PEPPERELL — There was good news and there was bad news at the start of a budget-planning meeting March 5.
The recently-released governor’s budget gives Pepperell a little bit of extra local aid, about $75,000, Town Administrator Mark Andrews told the Finance Committee at the beginning of the meeting.
He promised a revised revenue sheet next week using the figures from the governor’s budget.
The good news was tempered with bad.
“After a very, very long day today, regional school districts did not fare as well as cities and towns,” Andrews said.
Nashoba Valley Technical High School is down about $90,000 from what was expected, he said.
The situation at North Middlesex Regional School District is a little bit more dire, Andrews said. Their state aid would be reduced by $570,000 if the governor’s budget stands.
The superintendent and the district business administrator are looking to see just what can be done to mitigate the situation, he said. “It’s still a work in progress.”
Like the school budget, he said the town budget is still in process as he continues to meet with department heads.
Under the charter and under the law, the town must submit a balanced budget,” Andrews said.
Virginia Malouin, a member of the Board of Health, discussed its budget with the Finance Committee.
Expenses for monitoring the landfill and running a hazardous waste day were moved to the capital budget, Andrews said.
It might not be necessary to hold a hazardous waste day yearly, Malouin said. The last time one was held, not enough was collected to reach the minimum set by the contractor.
The expense for monitoring the capped landfill will be offset by electricity savings when the solar array on the landfill is in operation, said Town Engineer Ken Kalinowski. The cap needs to be monitored until 2028.
The Highway Department is looking to replace one worker who was laid off in fiscal 2015, said Highway Superintendent Peter Shattuck.
The department is facing other challenges. The town receives $500,000 yearly for road work from the state, but really needs to be doing $800,000 to $1 million worth of work a year, Kalinowski said.
“We’re way underfunding the roads,” he said.
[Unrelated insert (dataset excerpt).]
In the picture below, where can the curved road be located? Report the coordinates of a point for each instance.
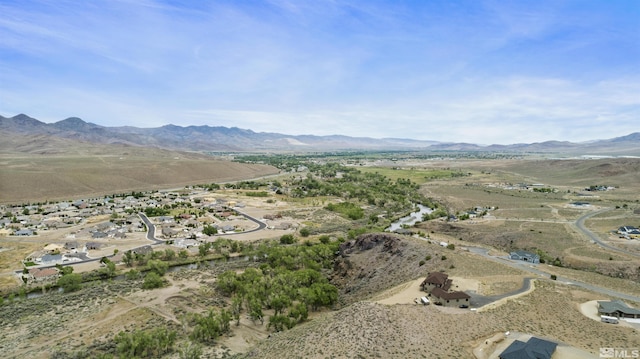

The town budgets $7,500 for road repair.
“Take a ride around after the next rainstorm,” Shattuck said.
“On a positive note,” Andrews said, the release of $100 million by the governor on the first day of his term means an additional $206,000 can be added for road repairs.
Shattuck included a capital plan that requested two used trucks, partial funding for a backhoe, a cushion if needed when trading an excavator for a more versatile machine, and building improvements.
One truck is 24 years old and another is 18. “These trucks are used up,” he said. The backhoe dates from 1979; he is looking to replace it in 2017.
The highway building has no break room where the guys can eat at a table. It needs a better parts room and a mechanics’ office, Shattuck said.
“It’s one room,” he said. “It’s not right and something should be done.”